3. Il résulte de l'instruction que M. et Mme D ont la qualité de tiers par rapport à l'ouvrage public en litige, et mettent en cause la responsabilité du maître d'ouvrage à raison de l'existence même de ce dernier. A supposer que soit tenue pour établie la réalité du dommage, il leur appartient de démontrer le caractère grave et spécial des préjudices qu'ils allèguent avoir subis. Ne sont ainsi susceptibles d'ouvrir droit à indemnité ni les préjudices qui n'excèdent pas les sujétions susceptibles d'être normalement imposées, dans l'intérêt général, aux riverains des ouvrages publics, ni les troubles permanents qui affectent tout résident d'une habitation située dans une zone constructible et qui se trouve normalement exposé au risque de voir un équipement public édifié sur les parcelles voisines.

4. M. et Mme D exposent que leur propriété se situe dans une zone pavillonnaire de la commune de Mouroux en Seine-et-Marne, implantée dans une zone UB du plan local d'urbanisme, définie comme consacrée à l'extension périphérique des parties anciennes du village et des hameaux. M. et Mme D font valoir qu'ils subissent un préjudice grave et spécial du fait de la construction d'une école élémentaire en limite de leur propriété, désormais bordée sur la quasi-totalité de la longueur d'un côté de leur terrain par un mur d'environ 7 mètres de haut, que le mur est visible depuis toutes leurs fenêtres arrière, que ce mur est inesthétique et a pour effet de limiter sensiblement l'ensoleillement dont bénéficie leur propriété, leur causant ainsi un préjudice de jouissance et de perte de valeur vénale de leur bien. Il résulte toutefois de l'instruction que les troubles permanents qu'entraine la présence de l'ouvrage public litigieux, dont il n'est pas contesté qu'il a été réalisé conformément aux règles d'urbanisme en vigueur, qui ne peuvent être regardés comme excédant les inconvénients que les riverains d'un ouvrage public doivent supporter sans indemnité, ne présentent pas de caractère grave et spécial. La responsabilité de la commune de Mouroux à l'égard de M. et Mme D, ne peut dès lors pas être recherchée à ce titre.

5. Il résulte de tout ce qui précède que M. et Mme D ne sont pas fondés à demander la condamnation de la commune de Mouroux à la réparation de leurs préjudices.
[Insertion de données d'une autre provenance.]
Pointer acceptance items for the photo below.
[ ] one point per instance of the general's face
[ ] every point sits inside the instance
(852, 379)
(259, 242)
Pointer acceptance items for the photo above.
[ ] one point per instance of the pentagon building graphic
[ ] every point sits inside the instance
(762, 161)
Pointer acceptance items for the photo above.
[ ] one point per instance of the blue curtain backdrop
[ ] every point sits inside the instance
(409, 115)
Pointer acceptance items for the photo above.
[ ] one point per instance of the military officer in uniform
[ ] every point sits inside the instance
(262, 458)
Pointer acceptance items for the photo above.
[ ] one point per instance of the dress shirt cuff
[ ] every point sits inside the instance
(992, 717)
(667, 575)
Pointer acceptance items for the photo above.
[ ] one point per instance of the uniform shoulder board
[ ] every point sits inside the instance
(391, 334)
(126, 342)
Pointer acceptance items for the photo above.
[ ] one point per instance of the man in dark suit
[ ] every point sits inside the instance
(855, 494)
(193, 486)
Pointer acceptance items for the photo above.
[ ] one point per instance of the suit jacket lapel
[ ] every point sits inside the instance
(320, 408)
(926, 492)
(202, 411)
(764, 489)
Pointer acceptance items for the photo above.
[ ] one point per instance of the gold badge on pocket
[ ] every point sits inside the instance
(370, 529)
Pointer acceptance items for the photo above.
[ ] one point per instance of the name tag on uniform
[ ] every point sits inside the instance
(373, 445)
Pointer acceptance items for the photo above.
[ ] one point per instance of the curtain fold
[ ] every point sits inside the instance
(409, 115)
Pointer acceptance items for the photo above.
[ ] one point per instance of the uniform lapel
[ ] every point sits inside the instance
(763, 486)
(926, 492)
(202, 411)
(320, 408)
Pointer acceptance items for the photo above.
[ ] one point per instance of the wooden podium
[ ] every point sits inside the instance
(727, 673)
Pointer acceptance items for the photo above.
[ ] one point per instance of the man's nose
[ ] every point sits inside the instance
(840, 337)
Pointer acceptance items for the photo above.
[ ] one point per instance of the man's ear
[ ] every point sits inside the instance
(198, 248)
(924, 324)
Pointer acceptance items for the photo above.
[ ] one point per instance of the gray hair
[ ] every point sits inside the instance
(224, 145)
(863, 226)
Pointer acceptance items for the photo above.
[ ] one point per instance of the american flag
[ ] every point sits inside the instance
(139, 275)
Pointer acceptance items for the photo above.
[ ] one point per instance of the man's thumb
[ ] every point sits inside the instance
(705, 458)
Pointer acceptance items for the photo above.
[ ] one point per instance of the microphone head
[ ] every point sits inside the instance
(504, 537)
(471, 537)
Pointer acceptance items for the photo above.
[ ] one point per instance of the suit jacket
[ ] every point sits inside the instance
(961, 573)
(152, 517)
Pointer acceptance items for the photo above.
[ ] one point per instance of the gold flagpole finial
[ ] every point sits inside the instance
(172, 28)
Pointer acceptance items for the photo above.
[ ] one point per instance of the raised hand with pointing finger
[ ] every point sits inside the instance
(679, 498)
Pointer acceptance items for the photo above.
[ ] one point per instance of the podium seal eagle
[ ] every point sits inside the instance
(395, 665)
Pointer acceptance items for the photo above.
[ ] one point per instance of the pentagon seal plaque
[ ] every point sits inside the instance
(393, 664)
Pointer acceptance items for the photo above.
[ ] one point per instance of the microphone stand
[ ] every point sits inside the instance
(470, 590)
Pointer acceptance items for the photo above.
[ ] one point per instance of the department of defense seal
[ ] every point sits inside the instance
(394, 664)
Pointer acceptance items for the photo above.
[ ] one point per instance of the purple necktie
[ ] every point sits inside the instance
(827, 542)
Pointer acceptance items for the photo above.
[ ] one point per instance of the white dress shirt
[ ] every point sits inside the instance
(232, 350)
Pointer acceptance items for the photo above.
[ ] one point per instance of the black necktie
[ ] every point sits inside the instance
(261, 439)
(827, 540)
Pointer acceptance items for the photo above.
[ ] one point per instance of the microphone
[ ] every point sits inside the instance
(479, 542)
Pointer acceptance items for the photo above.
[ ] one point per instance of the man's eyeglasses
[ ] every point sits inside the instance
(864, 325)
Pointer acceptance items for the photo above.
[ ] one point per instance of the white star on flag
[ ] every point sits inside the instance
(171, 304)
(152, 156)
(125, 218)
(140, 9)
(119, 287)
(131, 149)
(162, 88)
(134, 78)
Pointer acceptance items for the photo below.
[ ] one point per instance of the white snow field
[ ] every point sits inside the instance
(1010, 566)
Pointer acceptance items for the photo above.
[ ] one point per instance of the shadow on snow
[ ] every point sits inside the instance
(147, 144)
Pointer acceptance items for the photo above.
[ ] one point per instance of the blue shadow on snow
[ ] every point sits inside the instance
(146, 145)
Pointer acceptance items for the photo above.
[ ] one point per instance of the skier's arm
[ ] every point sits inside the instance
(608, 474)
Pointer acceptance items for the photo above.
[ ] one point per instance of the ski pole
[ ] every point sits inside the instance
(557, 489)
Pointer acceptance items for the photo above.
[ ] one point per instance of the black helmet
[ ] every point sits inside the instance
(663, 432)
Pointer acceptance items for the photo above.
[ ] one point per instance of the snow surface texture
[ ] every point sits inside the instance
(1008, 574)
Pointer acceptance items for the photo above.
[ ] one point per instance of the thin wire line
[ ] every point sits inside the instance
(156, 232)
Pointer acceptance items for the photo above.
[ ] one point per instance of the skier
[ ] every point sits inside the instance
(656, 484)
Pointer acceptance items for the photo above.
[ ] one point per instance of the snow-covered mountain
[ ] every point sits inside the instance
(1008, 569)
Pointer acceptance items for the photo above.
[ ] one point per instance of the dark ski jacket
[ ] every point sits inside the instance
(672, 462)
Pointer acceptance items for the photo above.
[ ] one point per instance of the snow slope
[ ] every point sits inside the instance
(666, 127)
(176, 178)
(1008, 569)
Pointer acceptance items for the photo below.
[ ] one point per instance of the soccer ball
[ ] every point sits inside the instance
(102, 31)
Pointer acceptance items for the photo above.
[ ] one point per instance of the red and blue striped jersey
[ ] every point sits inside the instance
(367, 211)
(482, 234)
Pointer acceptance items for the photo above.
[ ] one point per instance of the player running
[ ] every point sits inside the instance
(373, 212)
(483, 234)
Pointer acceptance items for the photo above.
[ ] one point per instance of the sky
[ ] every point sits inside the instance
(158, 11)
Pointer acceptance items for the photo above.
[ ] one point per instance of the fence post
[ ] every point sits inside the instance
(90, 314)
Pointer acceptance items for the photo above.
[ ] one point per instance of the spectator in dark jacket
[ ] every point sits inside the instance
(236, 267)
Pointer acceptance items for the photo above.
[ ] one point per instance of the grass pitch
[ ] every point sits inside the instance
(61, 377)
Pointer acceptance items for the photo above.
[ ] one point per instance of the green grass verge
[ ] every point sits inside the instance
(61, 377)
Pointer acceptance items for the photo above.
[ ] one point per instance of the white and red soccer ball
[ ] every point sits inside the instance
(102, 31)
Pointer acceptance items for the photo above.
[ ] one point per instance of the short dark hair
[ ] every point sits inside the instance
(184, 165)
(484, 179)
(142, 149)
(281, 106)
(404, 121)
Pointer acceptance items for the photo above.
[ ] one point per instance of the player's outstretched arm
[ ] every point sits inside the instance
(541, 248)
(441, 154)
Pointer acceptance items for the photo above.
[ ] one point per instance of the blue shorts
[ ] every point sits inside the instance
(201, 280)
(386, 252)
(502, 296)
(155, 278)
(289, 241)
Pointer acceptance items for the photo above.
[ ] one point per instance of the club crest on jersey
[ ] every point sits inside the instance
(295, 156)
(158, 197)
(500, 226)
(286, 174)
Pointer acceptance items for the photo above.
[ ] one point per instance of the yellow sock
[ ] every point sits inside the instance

Sur les frais liés au litige :

6. Les dispositions de l'article L. 761-1 du code de justice administrative font obstacle à ce qu'une somme soit mise à ce titre à la charge de la commune de Mouroux, qui n'est pas la partie perdante dans la présente instance. Il n'y a pas lieu, dans les circonstances de l'espèce, de mettre de somme à la charge de M. et Mme D au titre des dispositions de l'article L. 761-1 du code de justice administrative.

D E C I D E :

Article 1er : La requête de M. et Mme D est rejetée.

Article 2 : Les conclusions de la commune de Mouroux présentées au titre de l'article L. 761-1 du code de justice administrative sont rejetées.

Article 3 : Le présent jugement sera notifié à M. A D et Mme C B épouse D et à la commune de Mouroux.

Délibéré après l'audience du 17 octobre 2024, à laquelle siégeaient :

M. Lalande, président,

M. Pradalié, premier conseiller,

M. Fanjaud, conseiller.

Rendu public par mise à disposition du greffe le 7 novembre 2024.

Le rapporteur,

G. PRADALIELe président,

D. LALANDE

La greffière,

C. BOURGAULT

La République mande et ordonne au préfet de Seine-et-Marne en ce qui le concerne ou à tous commissaires de justice à ce requis en ce qui concerne les voies de droit commun contre les parties privées, de pourvoir à l'exécution de la présente décision.